The decline in Republican power is most evident in the West, and relates directly to that region's growing Hispanic population. As a Republican state with Republican governors from 1966 to 1998 (except Jerry Brown, 1974-82), California helped elect Nixon, Reagan, and Bush 41 in 1968, 1972, 1980, 1984, and 1988, while nearly saving Ford in 1976. Not since. Not since California Governor Pete Wilson went anti-immigrant in his 1994 campaign for re-election.

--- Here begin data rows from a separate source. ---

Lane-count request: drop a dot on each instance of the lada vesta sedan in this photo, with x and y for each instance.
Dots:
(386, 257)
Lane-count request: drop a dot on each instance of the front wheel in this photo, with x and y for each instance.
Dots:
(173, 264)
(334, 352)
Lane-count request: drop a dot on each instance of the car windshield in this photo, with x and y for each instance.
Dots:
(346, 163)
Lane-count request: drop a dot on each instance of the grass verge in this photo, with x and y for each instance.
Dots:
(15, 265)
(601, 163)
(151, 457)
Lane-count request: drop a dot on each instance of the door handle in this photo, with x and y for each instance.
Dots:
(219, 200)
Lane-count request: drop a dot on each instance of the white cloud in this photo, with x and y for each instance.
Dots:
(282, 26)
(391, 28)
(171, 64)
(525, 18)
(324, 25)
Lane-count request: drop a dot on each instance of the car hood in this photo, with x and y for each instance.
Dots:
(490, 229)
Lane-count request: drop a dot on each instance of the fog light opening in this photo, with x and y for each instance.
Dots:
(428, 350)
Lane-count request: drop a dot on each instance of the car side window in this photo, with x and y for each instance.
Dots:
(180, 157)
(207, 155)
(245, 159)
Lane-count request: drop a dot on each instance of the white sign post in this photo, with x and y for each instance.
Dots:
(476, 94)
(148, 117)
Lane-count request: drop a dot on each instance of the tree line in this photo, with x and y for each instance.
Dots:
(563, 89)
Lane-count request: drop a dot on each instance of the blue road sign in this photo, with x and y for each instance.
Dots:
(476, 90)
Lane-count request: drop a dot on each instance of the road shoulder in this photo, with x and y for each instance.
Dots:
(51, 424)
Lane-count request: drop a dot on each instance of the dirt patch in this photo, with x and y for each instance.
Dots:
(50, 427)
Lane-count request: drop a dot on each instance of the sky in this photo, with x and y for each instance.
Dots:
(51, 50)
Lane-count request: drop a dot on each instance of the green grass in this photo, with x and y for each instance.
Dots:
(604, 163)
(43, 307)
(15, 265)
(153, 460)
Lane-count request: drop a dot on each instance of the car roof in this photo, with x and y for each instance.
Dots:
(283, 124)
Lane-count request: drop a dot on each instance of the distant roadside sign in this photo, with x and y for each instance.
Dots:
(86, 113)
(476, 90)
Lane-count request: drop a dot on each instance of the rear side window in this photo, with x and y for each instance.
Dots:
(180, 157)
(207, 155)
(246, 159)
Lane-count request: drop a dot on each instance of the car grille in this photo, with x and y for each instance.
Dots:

And the rest of the West was solidly Republican—until 2004 anyway. The switch of 70,000 votes in New Mexico, Nevada, and Colorado would have given those three states’ 19 electoral votes to Kerry, and with them, the 2004 election. Florida is another state where rising Hispanic numbers have turned a Republican state toward Democrats.
It’s a fight though. Hispanics are Catholic, and Bush 43 and his Texas-reared brain trust know how to use religion to go after Hispanic votes. Obviously, the ugly debate about illegal immigration is hurting Bush’s Hispanic strategy, and could cost the Republicans dearly in upcoming elections.